Run in the background:

vectra serve ./my-index --keys ./keys.json --daemon --pid-file ./vectra.pid

# Stop later
vectra stop --pid-file ./vectra.pid

The server binds to 127.0.0.1 (localhost only). There’s no authentication in v1 — it’s designed for local development and single-machine deployments.

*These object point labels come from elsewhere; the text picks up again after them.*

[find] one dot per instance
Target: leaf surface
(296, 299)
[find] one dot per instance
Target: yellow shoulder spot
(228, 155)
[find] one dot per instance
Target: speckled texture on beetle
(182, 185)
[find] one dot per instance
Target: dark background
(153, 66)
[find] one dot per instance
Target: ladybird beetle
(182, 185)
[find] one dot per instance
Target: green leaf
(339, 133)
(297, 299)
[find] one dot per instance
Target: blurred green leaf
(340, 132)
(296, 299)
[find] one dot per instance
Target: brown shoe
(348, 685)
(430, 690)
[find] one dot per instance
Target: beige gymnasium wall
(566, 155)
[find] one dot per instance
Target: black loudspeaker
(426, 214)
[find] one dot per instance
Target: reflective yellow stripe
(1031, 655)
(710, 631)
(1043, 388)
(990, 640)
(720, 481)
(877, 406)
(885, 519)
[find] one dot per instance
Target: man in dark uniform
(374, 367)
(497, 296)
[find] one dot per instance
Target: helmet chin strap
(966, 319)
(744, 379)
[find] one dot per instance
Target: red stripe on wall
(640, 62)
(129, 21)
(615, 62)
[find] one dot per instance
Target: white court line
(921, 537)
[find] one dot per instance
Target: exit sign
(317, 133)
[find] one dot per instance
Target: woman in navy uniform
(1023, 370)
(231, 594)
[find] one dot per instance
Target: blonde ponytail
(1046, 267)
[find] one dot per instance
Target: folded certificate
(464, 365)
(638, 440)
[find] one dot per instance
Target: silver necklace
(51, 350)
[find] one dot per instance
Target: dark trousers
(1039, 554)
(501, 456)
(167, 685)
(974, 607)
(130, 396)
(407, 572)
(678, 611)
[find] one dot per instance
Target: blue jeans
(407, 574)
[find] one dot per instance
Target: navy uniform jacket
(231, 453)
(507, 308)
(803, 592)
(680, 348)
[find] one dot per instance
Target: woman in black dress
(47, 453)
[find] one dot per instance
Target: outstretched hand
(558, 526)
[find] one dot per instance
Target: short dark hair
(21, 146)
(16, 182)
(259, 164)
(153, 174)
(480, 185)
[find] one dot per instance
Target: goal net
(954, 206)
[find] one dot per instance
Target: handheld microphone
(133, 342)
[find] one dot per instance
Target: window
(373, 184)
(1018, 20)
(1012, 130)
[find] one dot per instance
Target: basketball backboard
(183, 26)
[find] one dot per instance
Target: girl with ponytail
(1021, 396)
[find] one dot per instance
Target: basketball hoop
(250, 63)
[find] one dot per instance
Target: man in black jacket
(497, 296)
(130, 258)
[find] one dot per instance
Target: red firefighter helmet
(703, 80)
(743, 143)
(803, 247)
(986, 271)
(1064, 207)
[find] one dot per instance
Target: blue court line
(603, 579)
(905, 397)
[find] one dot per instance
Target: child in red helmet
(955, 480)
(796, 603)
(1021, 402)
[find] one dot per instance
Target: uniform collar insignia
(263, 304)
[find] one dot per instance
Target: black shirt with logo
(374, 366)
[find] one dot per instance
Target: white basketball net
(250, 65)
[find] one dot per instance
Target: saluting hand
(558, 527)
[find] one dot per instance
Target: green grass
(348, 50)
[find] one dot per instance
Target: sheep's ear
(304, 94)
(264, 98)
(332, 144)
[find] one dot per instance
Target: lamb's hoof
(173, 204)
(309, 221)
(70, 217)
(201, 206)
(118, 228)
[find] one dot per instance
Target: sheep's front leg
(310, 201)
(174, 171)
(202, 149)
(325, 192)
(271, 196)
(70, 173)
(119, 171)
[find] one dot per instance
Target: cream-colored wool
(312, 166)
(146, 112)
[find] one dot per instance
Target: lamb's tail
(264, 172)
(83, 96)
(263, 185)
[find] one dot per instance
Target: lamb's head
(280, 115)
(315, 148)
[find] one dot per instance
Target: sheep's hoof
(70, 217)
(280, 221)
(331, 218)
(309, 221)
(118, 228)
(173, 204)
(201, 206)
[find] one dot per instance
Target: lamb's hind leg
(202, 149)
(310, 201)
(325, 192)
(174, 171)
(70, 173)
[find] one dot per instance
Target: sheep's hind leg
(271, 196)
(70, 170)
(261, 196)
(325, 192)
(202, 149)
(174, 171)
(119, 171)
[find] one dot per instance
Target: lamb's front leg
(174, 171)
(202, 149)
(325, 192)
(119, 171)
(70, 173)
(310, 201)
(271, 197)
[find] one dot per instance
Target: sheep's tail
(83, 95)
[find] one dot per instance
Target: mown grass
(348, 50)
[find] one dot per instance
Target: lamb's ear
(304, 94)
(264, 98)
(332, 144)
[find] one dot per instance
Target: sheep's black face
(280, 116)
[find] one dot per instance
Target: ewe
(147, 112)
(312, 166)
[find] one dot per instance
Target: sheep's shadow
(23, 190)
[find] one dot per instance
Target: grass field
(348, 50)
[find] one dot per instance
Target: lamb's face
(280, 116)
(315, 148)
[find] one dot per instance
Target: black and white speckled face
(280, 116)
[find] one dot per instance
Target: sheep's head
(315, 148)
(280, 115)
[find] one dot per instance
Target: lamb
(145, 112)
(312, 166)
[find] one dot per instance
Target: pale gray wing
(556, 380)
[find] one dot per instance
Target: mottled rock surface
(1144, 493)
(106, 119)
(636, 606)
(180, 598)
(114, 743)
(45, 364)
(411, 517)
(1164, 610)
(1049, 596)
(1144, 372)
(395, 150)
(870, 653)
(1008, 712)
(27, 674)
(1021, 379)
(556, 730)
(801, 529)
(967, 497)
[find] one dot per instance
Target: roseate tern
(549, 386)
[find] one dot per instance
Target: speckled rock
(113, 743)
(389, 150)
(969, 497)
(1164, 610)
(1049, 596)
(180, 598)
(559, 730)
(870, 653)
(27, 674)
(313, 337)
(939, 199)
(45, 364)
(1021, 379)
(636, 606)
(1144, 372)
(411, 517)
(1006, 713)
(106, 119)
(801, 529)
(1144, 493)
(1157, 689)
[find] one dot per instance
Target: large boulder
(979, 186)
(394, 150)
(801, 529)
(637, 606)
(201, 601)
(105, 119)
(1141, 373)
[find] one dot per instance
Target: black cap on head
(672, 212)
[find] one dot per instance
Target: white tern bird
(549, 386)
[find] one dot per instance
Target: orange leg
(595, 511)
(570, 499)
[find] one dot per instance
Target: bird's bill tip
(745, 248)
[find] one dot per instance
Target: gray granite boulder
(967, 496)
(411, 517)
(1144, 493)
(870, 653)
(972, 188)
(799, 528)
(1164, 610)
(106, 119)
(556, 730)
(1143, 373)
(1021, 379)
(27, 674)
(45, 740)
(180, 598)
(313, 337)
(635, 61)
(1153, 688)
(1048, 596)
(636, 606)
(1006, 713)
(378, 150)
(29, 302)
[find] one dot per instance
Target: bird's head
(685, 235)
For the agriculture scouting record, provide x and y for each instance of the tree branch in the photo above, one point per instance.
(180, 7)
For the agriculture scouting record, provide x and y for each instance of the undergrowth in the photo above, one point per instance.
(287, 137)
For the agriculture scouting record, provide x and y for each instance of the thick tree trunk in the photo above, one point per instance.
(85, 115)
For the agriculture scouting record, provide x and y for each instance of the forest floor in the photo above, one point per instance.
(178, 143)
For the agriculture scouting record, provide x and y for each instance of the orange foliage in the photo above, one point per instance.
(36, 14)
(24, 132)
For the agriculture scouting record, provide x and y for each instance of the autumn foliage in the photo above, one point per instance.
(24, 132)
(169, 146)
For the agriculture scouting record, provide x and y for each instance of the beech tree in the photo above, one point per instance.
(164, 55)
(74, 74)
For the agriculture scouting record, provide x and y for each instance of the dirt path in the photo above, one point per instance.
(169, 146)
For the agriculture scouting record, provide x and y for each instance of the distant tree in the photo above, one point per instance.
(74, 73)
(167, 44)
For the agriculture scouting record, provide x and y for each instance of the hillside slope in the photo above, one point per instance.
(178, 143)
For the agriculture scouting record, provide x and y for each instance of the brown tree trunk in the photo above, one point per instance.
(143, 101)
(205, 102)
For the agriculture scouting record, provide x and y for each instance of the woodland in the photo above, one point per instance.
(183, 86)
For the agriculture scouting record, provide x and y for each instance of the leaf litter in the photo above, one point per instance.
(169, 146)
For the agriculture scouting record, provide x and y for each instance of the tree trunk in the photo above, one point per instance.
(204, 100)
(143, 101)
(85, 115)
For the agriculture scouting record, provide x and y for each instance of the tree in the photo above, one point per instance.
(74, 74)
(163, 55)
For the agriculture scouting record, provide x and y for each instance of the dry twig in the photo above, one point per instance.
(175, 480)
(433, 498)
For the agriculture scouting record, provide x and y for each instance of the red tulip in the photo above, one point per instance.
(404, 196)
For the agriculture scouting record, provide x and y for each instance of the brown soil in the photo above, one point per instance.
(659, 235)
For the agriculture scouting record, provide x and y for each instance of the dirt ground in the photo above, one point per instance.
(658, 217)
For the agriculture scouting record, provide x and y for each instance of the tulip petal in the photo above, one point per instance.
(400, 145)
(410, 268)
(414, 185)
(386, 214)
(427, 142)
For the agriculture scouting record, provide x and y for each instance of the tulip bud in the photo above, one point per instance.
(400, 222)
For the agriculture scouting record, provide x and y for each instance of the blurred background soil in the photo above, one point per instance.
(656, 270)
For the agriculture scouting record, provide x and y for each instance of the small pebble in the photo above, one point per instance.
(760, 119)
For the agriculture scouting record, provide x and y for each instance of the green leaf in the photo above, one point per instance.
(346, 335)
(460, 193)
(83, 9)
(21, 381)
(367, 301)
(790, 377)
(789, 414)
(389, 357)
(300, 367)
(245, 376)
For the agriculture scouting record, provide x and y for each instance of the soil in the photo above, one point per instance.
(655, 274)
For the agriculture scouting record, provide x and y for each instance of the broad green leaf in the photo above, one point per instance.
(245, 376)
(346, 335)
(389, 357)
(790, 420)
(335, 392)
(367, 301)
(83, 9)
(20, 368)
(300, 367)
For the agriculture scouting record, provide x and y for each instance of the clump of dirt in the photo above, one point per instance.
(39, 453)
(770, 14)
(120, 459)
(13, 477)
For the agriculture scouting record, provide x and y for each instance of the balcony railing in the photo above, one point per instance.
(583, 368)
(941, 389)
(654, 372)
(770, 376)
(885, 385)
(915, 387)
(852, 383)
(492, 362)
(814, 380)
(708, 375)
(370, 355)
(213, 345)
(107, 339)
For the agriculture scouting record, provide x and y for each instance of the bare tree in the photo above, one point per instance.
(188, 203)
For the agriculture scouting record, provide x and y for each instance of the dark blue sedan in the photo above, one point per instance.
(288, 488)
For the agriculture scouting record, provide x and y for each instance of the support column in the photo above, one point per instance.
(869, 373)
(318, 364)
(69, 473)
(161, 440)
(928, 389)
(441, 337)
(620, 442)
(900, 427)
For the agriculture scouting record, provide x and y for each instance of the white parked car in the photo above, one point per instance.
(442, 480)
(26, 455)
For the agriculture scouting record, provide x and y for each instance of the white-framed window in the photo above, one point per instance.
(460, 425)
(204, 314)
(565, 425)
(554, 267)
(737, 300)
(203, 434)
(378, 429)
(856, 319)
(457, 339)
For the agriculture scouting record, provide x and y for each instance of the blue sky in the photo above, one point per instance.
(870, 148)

Step 3: Generate Python bindings

vectra generate --language python --output ./python-client

This creates a directory with:

  • vectra_service.proto — the gRPC service definition
  • vectra_client.py — an idiomatic Python wrapper
  • README.md — setup instructions

Follow the generated README to compile the proto stubs:

cd python-client
python -m grpc_tools.protoc \
  -I. \
  --python_out=. \
  --grpc_python_out=. \
  vectra_service.proto

Step 4: Write the Python client

from vectra_client import VectraClient

client = VectraClient('localhost:50051')

# --- Ingest documents ---
# The server computes embeddings — you just send text
client.upsert_document(
    index_name='my-index',
    uri='doc://python-guide',
    text='''
    Python is a high-level, general-purpose programming language.
    Its design philosophy emphasizes code readability with the use
    of significant indentation.
    ''',
    doc_type='txt'
)

client.upsert_document(
    index_name='my-index',
    uri='doc://rust-guide',
    text='''
    Rust is a systems programming language focused on safety,
    speed, and concurrency. It achieves memory safety without
    garbage collection.
    ''',
    doc_type='txt'
)

print('Documents ingested.')

# --- Query ---
results = client.query_documents(
    index_name='my-index',
    query='Which language focuses on memory safety?',
    max_documents=3
)

for result in results:
    print(f'URI: {result.uri}  Score: {result.score:.4f}')
    for section in result.sections:
        print(f'  {section.text[:100]}...')

Step 5: Run it

Terminal 1 — start the server:

vectra serve ./my-index --keys ./keys.json --port 50051

Terminal 2 — run the Python client:

cd python-client
python my_client.py

Expected output:

Documents ingested.
URI: doc://rust-guide  Score: 0.8932
  Rust is a systems programming language focused on safety, speed, and concurrency...

Multi-index operations

In multi-index mode, you can create and manage indexes from the client:

client = VectraClient('localhost:50051')

# List available indexes
indexes = client.list_indexes()
print('Available indexes:', indexes)

# Create a new index
client.create_index('new-index')

# All operations specify which index to target
client.upsert_document(
    index_name='new-index',
    uri='doc://test',
    text='Test document for the new index.',
    doc_type='txt'
)

# Get index stats
stats = client.get_index_stats('new-index')
print(f'Items: {stats.item_count}')

Service API reference

The gRPC server exposes 19 RPCs across 6 categories:

Category RPCs
Index Management CreateIndex, DeleteIndex, ListIndexes
Item Operations InsertItem, UpsertItem, BatchInsertItems, GetItem, DeleteItem, ListItems
Query QueryItems, QueryDocuments
Document Operations UpsertDocument, DeleteDocument, ListDocuments
Stats GetIndexStats, GetCatalogStats
Lifecycle Healthcheck, Shutdown

See the gRPC Server guide for the full API and examples in C# and Rust.

Other languages

The vectra generate command supports 6 languages:

vectra generate --language csharp --output ./csharp-client
vectra generate --language rust --output ./rust-client
vectra generate --language go --output ./go-client
vectra generate --language java --output ./java-client
vectra generate --language typescript --output ./ts-client

Each generated package includes the proto file, an idiomatic client wrapper, and language-specific setup instructions. See the gRPC Server — Language Bindings for client examples in C# and Rust.

Next steps

  • Daemon mode — use --daemon for production deployments. See gRPC Server.
  • Protocol Buffers — create the index with vectra create ./my-index --format protobuf for smaller on-disk files.
  • Monitor — the Healthcheck RPC can be used for liveness probes.
  • Graceful shutdown — the Shutdown RPC and vectra stop allow a 5-second draining window for in-flight requests.